Kemudian Lee Kerslake, pemain drum yang bergabung sejak 1972, tetapi
keluar pada 1979. Ia masuk lagi pada tahun 1982 hingga sekarang.
Pemain bas Trevor Bolder bergabung pada 1976 sampai 1981, lalu masuk
lagi tahun 1983. Vokalis utama Bernie Shaw dan pemain keyboards Phil
Lanzon bergabung sejak tahun 1986.
Grup seangkatan Uriah Heep yang juga masih berkiprah di pentas rock
antara lain Deep Purple. Usia personel mereka sudah berkepala enam,
yaitu vokalis Ian Gillan (60), basis Roger Glover (60), dan penabuh
drum Ian Paice (58).
The Rolling Stones yang lebih dulu berjaya sejak tahun 1962 juga
digerakkan oleh rocker berkepala enam. Tersebutlah Mick Jagger dan
Keith Richards yang sama-sama berusia 63, dan penabuh drum Charlie
Watt yang pada bulan Juni nanti genap 65 tahun.
Di Indonesia, ada God Bless yang masih bertahan. Mereka kini diawaki
Ahmad Albar (59), Ian Antono (54), Abadi Soesman (57), dan yang
termuda penabuh drum Gilang Ramadhan (42).
Legenda
Uriah Heep masih produktif hingga hari ini. Selain berkonser
keliling dunia, mereka masih membuat album seperti Sea of Light
(1995), Sonic Origami (1998), sampai Between Two Worlds (2005).
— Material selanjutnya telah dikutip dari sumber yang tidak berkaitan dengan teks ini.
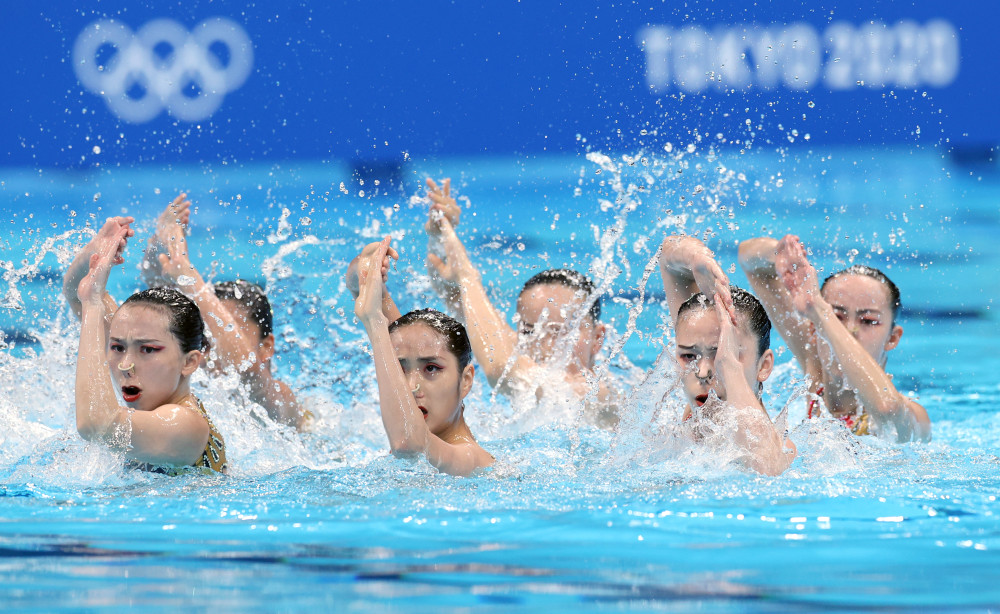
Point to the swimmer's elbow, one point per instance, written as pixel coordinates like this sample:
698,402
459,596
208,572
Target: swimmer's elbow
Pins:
405,446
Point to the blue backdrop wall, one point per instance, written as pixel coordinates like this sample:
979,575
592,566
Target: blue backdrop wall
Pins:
104,82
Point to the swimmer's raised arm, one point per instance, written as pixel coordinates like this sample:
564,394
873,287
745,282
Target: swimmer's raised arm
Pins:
763,447
80,267
493,341
404,423
688,267
351,278
862,375
442,204
757,258
233,347
170,434
177,213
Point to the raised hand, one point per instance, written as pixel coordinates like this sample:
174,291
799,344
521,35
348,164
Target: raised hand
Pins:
456,264
798,276
108,250
443,206
175,263
712,281
372,272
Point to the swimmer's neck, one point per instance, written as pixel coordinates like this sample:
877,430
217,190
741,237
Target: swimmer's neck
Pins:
457,433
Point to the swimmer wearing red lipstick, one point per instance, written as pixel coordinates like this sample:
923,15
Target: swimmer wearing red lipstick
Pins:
841,333
242,322
423,364
151,345
557,333
722,336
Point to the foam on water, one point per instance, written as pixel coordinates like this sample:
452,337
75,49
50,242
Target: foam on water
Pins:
615,505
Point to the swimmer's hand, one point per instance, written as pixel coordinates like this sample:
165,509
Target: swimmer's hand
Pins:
176,214
362,261
798,276
685,259
443,206
712,280
109,251
368,305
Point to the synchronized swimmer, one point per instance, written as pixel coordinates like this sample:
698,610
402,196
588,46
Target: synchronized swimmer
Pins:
839,333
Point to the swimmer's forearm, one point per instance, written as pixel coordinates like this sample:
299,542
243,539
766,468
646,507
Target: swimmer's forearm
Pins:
872,384
682,260
97,409
403,421
493,341
232,346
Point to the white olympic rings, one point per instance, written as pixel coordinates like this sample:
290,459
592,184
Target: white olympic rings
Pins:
150,70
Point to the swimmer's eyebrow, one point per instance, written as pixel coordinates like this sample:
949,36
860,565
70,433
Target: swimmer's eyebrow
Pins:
877,312
426,359
139,341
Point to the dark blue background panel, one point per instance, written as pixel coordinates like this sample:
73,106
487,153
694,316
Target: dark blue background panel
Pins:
94,82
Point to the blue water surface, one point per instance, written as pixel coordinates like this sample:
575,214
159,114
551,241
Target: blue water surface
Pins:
572,518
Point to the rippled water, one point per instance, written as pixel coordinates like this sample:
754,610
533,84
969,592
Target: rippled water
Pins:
571,518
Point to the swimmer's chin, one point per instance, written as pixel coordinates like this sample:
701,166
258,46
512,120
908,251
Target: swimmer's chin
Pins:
131,394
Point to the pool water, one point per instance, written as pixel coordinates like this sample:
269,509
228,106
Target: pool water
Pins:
572,518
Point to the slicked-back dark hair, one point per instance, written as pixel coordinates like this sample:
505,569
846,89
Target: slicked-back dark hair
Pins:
185,322
867,271
452,330
747,306
574,280
252,298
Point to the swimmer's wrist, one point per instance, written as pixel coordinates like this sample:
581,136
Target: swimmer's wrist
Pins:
819,311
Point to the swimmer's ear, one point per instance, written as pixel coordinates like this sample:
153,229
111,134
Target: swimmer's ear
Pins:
266,348
465,382
191,362
897,332
600,330
765,364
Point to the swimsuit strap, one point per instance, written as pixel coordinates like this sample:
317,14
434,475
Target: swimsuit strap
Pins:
214,456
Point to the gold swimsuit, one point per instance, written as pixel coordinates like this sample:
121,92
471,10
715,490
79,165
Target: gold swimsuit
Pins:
212,458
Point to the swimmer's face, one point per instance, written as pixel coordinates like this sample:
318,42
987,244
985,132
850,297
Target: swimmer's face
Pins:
862,305
697,333
542,313
140,335
427,361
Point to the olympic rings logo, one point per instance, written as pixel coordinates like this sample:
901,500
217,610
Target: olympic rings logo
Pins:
163,66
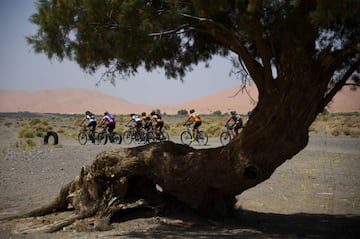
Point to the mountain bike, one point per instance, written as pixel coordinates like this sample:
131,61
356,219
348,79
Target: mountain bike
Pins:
226,136
133,134
162,136
201,136
104,136
85,135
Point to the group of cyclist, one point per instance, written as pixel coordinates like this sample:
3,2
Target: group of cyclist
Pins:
155,121
146,122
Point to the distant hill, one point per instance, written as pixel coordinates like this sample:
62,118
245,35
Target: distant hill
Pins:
75,100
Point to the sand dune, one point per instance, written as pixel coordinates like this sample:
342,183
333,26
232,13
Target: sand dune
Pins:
77,100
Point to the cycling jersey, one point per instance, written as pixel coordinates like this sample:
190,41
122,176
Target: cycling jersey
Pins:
90,118
195,117
156,117
108,119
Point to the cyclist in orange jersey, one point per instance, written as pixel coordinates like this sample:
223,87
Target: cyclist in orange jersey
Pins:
159,123
194,116
147,124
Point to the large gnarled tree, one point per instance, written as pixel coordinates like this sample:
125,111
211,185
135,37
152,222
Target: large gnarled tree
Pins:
299,54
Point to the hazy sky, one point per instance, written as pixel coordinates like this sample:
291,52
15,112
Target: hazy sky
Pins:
22,69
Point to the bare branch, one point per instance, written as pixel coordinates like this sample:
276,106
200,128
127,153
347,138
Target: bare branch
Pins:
338,85
182,27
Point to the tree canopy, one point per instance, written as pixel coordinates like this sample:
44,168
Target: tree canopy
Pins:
123,35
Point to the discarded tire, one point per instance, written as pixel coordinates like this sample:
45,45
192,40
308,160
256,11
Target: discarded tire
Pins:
51,134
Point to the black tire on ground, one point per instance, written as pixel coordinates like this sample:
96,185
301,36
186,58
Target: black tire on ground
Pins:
52,134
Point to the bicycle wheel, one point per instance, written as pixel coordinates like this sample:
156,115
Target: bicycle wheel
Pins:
116,138
202,138
101,138
225,138
185,138
82,138
127,137
139,137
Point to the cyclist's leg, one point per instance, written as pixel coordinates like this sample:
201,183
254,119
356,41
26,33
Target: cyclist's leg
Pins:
196,128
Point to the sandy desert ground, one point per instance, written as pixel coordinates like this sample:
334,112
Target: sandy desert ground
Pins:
314,195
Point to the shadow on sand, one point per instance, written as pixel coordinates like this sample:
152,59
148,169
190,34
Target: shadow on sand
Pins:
250,224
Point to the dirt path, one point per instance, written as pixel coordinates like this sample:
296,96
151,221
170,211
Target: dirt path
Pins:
316,194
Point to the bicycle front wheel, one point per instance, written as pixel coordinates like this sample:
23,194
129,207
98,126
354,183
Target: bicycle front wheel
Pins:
185,138
101,138
116,138
127,137
202,138
82,138
225,138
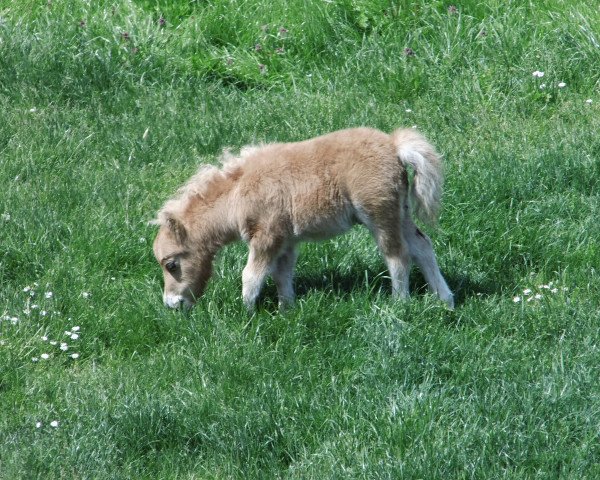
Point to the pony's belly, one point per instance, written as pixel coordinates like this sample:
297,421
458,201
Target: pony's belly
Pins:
323,229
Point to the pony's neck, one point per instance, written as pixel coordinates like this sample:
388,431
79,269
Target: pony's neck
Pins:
214,224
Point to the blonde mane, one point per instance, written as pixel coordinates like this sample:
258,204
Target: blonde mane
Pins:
204,181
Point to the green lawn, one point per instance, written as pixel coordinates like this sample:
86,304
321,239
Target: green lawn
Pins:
107,107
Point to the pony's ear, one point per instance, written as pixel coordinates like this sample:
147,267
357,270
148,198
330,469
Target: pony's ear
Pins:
176,228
Beberapa lagu dari album tersebut dinyanyikan di Jakarta. Akan
tetapi, sambutan publik tampak lebih seru untuk lagu Uriah Heep era
1970-an.
God Bless, yang menjadi band pembuka konser Uriah Heep, juga
membawakan lagu lama mereka, seperti Huma di Atas Bukit sampai
Panggung Sandiwara.
Begitu juga Deep Purple dalam konsernya di Jakarta pada tahun 2002
dan 2004. Mereka membawakan lagu kondang era 1970-an seperti Smoke
on the Water, Speed King, sampai Woman from Tokyo.. Mereka juga
membawakan lagu dalam album Bananas keluaran tahun 2003, tetapi tak
mendapat respons seseru lagu legendaris mereka pada 1970-an.
Potensi
Menilik respons publik, tampaknya grup-grup legendaris itu cenderung
ditempatkan dalam ruang kenangan. Grup itu sendiri sebenarnya terus
mengalir dengan kreasi baru.
Masa lalu itu dilihat sebagai pasar potensial dalam bisnis hiburan.
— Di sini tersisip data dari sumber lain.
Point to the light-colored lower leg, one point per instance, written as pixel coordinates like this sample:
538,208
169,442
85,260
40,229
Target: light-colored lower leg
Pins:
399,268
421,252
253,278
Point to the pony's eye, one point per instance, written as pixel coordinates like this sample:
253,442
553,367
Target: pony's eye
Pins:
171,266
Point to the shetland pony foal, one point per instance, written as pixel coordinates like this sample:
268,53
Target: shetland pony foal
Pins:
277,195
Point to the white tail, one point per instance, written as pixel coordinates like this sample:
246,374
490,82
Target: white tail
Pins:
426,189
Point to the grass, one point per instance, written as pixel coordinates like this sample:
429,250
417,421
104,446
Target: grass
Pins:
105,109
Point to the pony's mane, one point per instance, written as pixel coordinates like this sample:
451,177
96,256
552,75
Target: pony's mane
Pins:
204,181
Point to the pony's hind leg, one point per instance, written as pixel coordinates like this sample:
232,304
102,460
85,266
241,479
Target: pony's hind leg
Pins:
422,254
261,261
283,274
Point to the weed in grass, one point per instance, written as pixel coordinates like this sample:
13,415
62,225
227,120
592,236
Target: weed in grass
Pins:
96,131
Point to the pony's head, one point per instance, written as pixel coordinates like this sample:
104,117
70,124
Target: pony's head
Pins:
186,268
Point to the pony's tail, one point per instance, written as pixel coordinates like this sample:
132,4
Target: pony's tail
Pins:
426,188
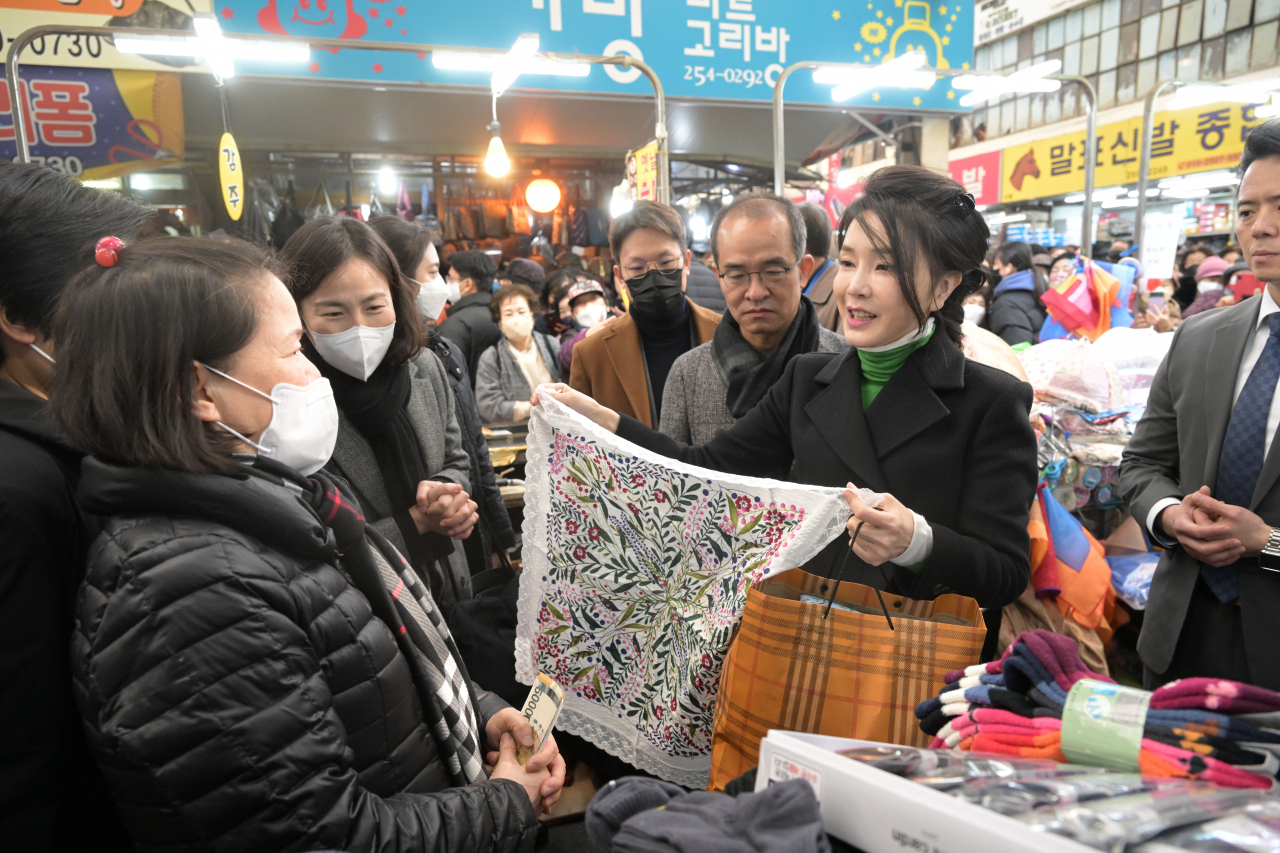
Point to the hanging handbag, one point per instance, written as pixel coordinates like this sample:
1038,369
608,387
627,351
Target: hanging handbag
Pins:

Original Production yang menggelar konser Uriah Heep memahami
kondisi tersebut.
”Potensi grup legendaris cukup bagus. Kita punyamarket kuat di
situ,” kata Tommy Pratama, promotor Original Production yang lebih
menekankan pada pementasan grup yang mereka anggap melegenda. Mereka
pernah mendatangkan Deep Purple, Megadeth, Scorpions, sampai Air
Supply.
Zaman terus berganti, tetapi kenangan akan sebuah masa masih
menggenang di benak publik, yang terus bertambah umurnya. Mereka
menikmati masa lalu dengan rock, sementara para jawara rock itu
menikmati rock sebagai jalan hidup dan penghidupan. Simak jawaban
Ian Gillan dalam wawancara dengan Kompas dua tahun lalu, tentang
relasi usia dan musik rock.
”Tidak ada yang berubah karena rock telah menjadi santapan kami
sehari-hari. Musik rock itu sesuatu yang pleasurable, menyenangkan.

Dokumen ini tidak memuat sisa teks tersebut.